The distinction is more than just a label. The misclassification of employees as independent contractors carries significant legal and financial consequences for employers, which often only come to light after terminations.

Employers generally misclassify workers as independent contractors to avoid payroll taxes and other statutory obligations. In the case of U.S. employers engaging Canadian workers, such classifications may also allow companies to circumvent Canadian registration and compliance requirements entirely. However, the classification of a worker is not solely determined by the terms of a contract but also by the factual nature of the working relationship.

Recently, we received a response to a demand letter sent on behalf of a client who had been classified as an independent contractor. The employer’s legal counsel contended that, because the contract explicitly identified the worker as an independent contractor, no severance pay was owed. While it is true that bona fide independent contractors are not entitled to severance pay unless contractually stipulated, the determination of employment status is not dictated by contract language alone.

The mere assertion by an employer that a worker is an independent contractor — regardless of how long they have been classified or compensated as such — does not make it so. Ultimately, only the Canada Revenue Agency (CRA), the Ministry of Labor, or a court of competent jurisdiction can make a legally binding determination regarding employment status. If a worker is found to be an employee rather than an independent contractor, they are entitled to severance pay in accordance with employment standards legislation and common law principles.

There is no single determining factor in distinguishing between an independent contractor and an employee. Courts undertake a holistic analysis of several key factors, including:

1. Degree of control:

  • Does the employer dictate the worker’s tasks, hours, and methods of performing work?
  • Does the worker exercise autonomy, or are they closely supervised?

2. Financial risk and investment:

  • Does the worker assume financial risk, such as the possibility of nonpayment or loss of clients?
  • Has the worker made significant investments in their own business?
  • Does the worker provide their own tools and resources?

While the intent of the parties, as expressed in the contract, is a relevant factor, it is not determinative. Even if a worker is deemed an independent contractor, they may still be classified as a dependent contractor — a category that carries different consequences.

A dependent contractor is a contractor who relies primarily on a single client or employer for their income and is thus financially dependent. Courts have consistently held that dependent contractors are entitled to severance pay, akin to employees, recognizing the economic vulnerability of such workers.
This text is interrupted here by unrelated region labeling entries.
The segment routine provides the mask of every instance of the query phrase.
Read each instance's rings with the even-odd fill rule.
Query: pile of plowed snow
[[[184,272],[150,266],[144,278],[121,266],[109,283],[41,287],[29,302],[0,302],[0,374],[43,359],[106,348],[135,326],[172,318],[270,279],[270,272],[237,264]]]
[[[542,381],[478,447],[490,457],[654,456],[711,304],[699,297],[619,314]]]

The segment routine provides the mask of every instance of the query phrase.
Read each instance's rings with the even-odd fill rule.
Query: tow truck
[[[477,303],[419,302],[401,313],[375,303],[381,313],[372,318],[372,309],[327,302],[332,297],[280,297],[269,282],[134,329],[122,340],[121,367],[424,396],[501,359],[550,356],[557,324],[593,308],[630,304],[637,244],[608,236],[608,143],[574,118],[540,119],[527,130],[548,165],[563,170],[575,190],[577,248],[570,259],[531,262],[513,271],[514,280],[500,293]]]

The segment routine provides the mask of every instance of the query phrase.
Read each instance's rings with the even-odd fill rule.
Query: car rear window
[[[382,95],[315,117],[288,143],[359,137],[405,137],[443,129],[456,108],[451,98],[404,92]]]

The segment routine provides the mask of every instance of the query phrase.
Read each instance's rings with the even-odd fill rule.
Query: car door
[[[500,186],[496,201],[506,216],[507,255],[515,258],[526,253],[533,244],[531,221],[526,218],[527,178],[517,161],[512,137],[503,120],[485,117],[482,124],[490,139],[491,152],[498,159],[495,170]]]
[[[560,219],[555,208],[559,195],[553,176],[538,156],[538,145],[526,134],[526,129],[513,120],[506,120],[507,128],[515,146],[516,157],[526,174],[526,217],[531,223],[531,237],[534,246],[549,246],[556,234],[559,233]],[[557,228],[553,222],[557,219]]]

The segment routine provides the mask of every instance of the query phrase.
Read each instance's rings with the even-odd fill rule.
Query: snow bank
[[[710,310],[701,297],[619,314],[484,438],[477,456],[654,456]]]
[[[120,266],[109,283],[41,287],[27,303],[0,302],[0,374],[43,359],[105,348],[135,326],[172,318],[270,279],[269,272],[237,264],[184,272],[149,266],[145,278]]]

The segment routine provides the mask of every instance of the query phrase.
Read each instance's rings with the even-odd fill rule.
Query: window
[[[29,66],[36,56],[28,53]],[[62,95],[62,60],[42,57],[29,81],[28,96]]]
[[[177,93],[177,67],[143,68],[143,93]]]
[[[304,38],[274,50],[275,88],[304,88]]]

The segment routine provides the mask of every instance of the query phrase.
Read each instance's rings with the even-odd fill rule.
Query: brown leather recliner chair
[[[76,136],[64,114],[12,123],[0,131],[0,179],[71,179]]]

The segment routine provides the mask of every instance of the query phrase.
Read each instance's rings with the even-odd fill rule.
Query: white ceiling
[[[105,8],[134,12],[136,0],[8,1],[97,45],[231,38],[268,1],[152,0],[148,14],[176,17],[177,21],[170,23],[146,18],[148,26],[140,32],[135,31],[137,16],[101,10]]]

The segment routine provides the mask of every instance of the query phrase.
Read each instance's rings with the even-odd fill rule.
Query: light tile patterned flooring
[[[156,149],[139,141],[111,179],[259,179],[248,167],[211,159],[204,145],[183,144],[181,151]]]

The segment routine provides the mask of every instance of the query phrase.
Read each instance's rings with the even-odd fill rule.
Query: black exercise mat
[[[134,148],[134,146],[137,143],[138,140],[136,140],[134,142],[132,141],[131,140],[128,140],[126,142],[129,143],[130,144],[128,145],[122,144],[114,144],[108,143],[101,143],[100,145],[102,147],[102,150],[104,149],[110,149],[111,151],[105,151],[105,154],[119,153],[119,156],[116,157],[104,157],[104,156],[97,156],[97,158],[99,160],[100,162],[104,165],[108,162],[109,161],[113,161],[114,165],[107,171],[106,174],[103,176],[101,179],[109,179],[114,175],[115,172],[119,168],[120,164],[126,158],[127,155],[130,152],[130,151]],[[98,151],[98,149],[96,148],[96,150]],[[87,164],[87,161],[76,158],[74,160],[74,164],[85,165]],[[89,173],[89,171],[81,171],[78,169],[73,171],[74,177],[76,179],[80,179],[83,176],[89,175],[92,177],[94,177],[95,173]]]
The difference is that they are not protected by most Employment Standards Acts, permitting contracts for termination for less compensation than the statutory minimums.

For workers who have been terminated, it is crucial to recognize that being labeled an independent contractor does not necessarily preclude entitlement to severance pay. Many misclassified workers are, in fact, owed common law notice upon termination, just as any other employee would be.

Employers facing economic challenges may be caught off guard when confronted with severance obligations for individuals they believed to be independent contractors. Given the potential legal and financial ramifications, both workers and employers are strongly advised to seek legal counsel before making decisions regarding employment classification. Properly structuring employment relationships from the outset can mitigate costly legal disputes in the future.

Ensuring compliance with employment laws not only reduces liability but also fosters a fair and transparent workplace. Workers should be proactive in understanding their rights, while employers must take necessary precautions to align their classification practices with legal standards. Failure to do so can result in significant financial penalties, reputational damage, and litigation. Ultimately, a well-informed approach benefits both parties by creating certainty and stability in employment relationships.